Not content with the sexual abuse of his slaves he also sexually abused his sisters four daughters.
His evil caught up with him when his brother-in-law threatened to publicly reveal the sexual assaults on his daughters if Hammond didn’t resign from political office. Hammond’s wife left him, and many of his livestock died as a result of disease epidemics.

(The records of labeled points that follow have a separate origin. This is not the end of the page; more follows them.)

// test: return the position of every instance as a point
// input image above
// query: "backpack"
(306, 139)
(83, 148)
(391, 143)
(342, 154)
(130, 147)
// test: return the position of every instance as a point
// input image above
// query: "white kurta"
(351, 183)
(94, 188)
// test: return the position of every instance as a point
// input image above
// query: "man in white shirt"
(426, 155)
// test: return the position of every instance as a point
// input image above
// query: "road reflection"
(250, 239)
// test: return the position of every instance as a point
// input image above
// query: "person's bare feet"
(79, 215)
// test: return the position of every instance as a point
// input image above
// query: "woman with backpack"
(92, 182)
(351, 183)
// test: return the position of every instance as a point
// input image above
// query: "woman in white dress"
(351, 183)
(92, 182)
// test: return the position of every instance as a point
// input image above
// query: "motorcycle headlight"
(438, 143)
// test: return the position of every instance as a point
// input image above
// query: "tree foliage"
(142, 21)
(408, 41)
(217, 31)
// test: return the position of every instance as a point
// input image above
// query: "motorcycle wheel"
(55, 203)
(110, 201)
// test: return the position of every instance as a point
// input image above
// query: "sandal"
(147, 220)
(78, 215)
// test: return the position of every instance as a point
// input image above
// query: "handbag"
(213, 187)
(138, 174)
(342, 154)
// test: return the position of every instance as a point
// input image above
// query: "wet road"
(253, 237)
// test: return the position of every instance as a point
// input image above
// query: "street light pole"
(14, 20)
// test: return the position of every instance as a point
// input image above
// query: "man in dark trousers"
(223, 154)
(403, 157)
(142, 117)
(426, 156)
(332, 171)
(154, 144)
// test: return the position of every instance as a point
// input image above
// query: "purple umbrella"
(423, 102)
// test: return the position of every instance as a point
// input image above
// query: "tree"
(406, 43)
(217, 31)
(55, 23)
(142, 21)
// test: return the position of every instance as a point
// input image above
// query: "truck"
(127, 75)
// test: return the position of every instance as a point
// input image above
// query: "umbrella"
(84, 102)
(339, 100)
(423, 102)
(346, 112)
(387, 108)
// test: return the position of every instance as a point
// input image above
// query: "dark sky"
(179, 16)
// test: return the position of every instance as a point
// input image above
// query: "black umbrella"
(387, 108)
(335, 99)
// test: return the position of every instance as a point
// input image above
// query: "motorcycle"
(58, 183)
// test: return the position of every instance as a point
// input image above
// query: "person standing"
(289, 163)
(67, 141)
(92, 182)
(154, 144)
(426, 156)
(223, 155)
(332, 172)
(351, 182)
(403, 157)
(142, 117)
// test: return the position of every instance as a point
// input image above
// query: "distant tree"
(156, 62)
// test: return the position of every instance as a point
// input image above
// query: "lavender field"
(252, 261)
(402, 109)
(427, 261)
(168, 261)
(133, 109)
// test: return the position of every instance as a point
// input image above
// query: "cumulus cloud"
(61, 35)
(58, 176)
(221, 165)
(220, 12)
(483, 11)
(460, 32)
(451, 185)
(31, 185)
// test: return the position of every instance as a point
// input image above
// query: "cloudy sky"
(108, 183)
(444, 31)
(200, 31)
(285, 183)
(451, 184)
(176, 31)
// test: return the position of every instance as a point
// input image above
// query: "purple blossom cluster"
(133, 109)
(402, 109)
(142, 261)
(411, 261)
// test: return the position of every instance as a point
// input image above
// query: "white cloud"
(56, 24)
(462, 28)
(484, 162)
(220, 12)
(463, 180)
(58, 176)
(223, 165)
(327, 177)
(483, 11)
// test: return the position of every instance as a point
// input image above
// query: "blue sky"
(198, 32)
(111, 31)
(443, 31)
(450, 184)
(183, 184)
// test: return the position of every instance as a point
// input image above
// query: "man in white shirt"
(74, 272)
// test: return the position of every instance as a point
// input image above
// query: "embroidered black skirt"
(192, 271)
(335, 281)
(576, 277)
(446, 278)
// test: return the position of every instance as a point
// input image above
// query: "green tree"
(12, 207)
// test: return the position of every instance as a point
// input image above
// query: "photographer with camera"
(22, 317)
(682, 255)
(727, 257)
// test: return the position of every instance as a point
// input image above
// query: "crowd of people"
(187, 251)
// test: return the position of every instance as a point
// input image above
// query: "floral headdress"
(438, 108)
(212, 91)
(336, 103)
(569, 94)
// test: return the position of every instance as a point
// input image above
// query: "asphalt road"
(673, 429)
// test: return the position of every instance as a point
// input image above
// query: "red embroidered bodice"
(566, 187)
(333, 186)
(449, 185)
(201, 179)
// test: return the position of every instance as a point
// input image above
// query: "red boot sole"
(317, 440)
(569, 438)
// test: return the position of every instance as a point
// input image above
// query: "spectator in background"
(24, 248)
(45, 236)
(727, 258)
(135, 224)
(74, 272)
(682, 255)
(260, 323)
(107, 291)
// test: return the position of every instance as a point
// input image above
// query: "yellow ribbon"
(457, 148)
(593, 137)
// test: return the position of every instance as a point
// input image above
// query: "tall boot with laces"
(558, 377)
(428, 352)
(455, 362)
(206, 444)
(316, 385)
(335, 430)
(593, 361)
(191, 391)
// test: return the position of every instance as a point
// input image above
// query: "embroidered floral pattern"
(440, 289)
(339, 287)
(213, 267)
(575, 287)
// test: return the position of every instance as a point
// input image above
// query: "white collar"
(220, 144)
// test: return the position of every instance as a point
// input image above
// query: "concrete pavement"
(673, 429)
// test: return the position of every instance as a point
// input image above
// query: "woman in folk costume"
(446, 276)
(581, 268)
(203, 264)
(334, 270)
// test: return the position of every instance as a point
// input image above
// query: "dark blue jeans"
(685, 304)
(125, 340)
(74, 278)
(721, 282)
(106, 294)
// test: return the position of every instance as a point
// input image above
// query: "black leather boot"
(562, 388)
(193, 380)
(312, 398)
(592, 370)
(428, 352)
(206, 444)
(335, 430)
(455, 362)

Astonishingly Hammond was so self deceived that he couldn’t see the error of his ways. After many of his slaves and livestock had died from disease this is what he wrote in his diary:
“It crushes me to the earth to see every thing of mine so blasted around me. Negroes, cattle, mules, hogs, every thing that has life around me seems to labour under some fated malediction…Great God, what have I done. Never was a man so cursed…what have I done or omitted to do to deserve this fate?…No one, not one, exercises the slight indulgence to me. Nothing is overlooked, nothing forgiven.”